AV is not the issue on which Progressives should be Conservative (and why I’m not #Meh about #Mehs)


Over the last few months I’ve had the opportunity to talk across the country and make the case for AV. It’s understandably been an issue on which a lot of people haven’t felt that “bothered”, but that doesn’t mean the outcome is not going to make a difference.
Many have felt aggrieved by the lies and innuendo paraded by the No campaign. I found the first poster of Clegg based on an Obama image one that verged on racist. That may not have been intended – but bad taste has come to dominate their campaign. There must be something deep that the right particularly fear losing – and it can only be power.

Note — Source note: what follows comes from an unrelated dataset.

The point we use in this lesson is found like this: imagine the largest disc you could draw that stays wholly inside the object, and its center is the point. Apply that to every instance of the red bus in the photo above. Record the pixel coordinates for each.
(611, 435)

Indeed the issue of the cost of AV was rebutted by Lord McNally this week in the Lords who said that the costs of AV would not be significantly higher than First Past the Post. I also remember one event I was speaking at – and being extremely surprised to hear the No speaker argue one way (“Its not enough so just say No”) to supporters of  PR, and then argue the merits of FPTP to others. I had no idea by the end of the meeting as to what the speaker actually believed in.

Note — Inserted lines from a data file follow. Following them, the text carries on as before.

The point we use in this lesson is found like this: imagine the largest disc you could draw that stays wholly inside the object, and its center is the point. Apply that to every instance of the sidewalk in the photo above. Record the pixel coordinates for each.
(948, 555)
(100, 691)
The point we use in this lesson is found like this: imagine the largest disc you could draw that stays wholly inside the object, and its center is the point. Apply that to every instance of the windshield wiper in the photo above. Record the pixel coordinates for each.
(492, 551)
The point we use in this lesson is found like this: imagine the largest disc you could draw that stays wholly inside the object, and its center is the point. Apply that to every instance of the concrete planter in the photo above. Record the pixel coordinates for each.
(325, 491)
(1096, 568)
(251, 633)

Less than a week after the Royal Wedding – which was a symbol of how the monarchy is modernising - we all have a chance to make a decision that will be a small step in the modernisation of our politics. A great Progress piece talked about AV as a marriage of principle and practice – and it was right.
Let me be clear. Whilst I support AV, I do not support PR. I believe we weakened accountability of our MEPs by removing the constituency link and I wouldn’t want a system that gave fascist parties seats in Westminster.
But what I do believe is that the public still want our politics to change. As the expenses crisis lingers as a painful memory, people have not lost an interest in politics. The evidence is there that in fact people want to feel closer, more connected and more influential in our political decision making.
Whilst we could have chosen another variant of reform for the Referendum, this is the one we have got and it is a sensible next step for our parliamentary reform. It is not a big complex change as the No campaign make out. In fact it is a system used by political parties – for internal elections. Every Labour party member who voted in the leadership elections last year used AV. The change is a simple one. It simply is a change from putting a X to either putting an X or ranking candidates 1,2,3.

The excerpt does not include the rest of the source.